When the gas company
revealed the location of the proposed well, the landowner moved a trailer into
the area. The company adapted and got a permit for another location, outside of
the required setback for the trailer.
But just before gas
drilling was scheduled to begin, the landowner hired a water well driller and
sunk a well in the new location. With less than 200 feet between the water well
and the proposed gas well, the landowner thought the gas company would be
prohibited from drilling.
"What struck me in that
case is that the surface owner readily admitted that they drilled the well for
the sole purpose of defeating the oil and gas well and their argument was it did
not matter what their motives were, the statute said what the statute said,"

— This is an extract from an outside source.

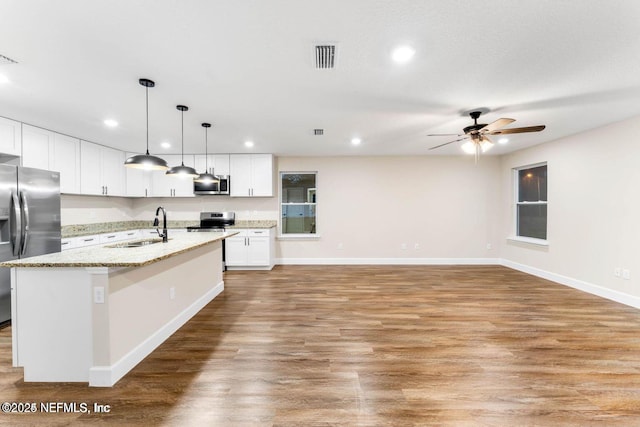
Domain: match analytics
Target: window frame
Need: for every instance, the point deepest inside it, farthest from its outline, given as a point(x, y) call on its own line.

said Steve Silverman, an attorney with Babst Calland who represented the Baron
Group before the state Environmental Hearing Board.
Perhaps more striking
was that the landowner in that case was Tenaska, a Nebraska-based energy company
that drills for oil and gas and had plans for a natural gas-fired power plant in
South Huntingdon.
The Environmental
Hearing Board judge didn't address the issue of motive. Instead, because the
Baron Group drilled its oil and gas well before Tenaska had a chance to connect
its water well to the trailer, the Baron Group got the legal advantage. Tenaska
was ordered to plug its water well.
This was the first and
only time that a case involving the water well gambit had come before the state
Environmental Hearing Board, according to its chief justice. The issue isn't as
developed in Pennsylvania courts as in West Virginia, but it's starting to show
up in other legal documents across the Marcellus
footprint.
About six months ago,
Steve Townsend, a Pittsburgh-based landowners' attorney, began to notice a new
clause in leases proposed to his clients. It was a promise that the landowner
wouldn't build anything within 200 feet of what's already on the
property.
"Anytime that something
is bad for the industry, they just remedy it by putting it into the lease," Mr.
Townsend said.
My take
1. Shows the need for surface owners rights.
2. This approach is bad for all.
3. In PA - I have seen this done with water wells and septic systems.
4. This will cause a backlash that will permit giving and getting more waivers to the industry.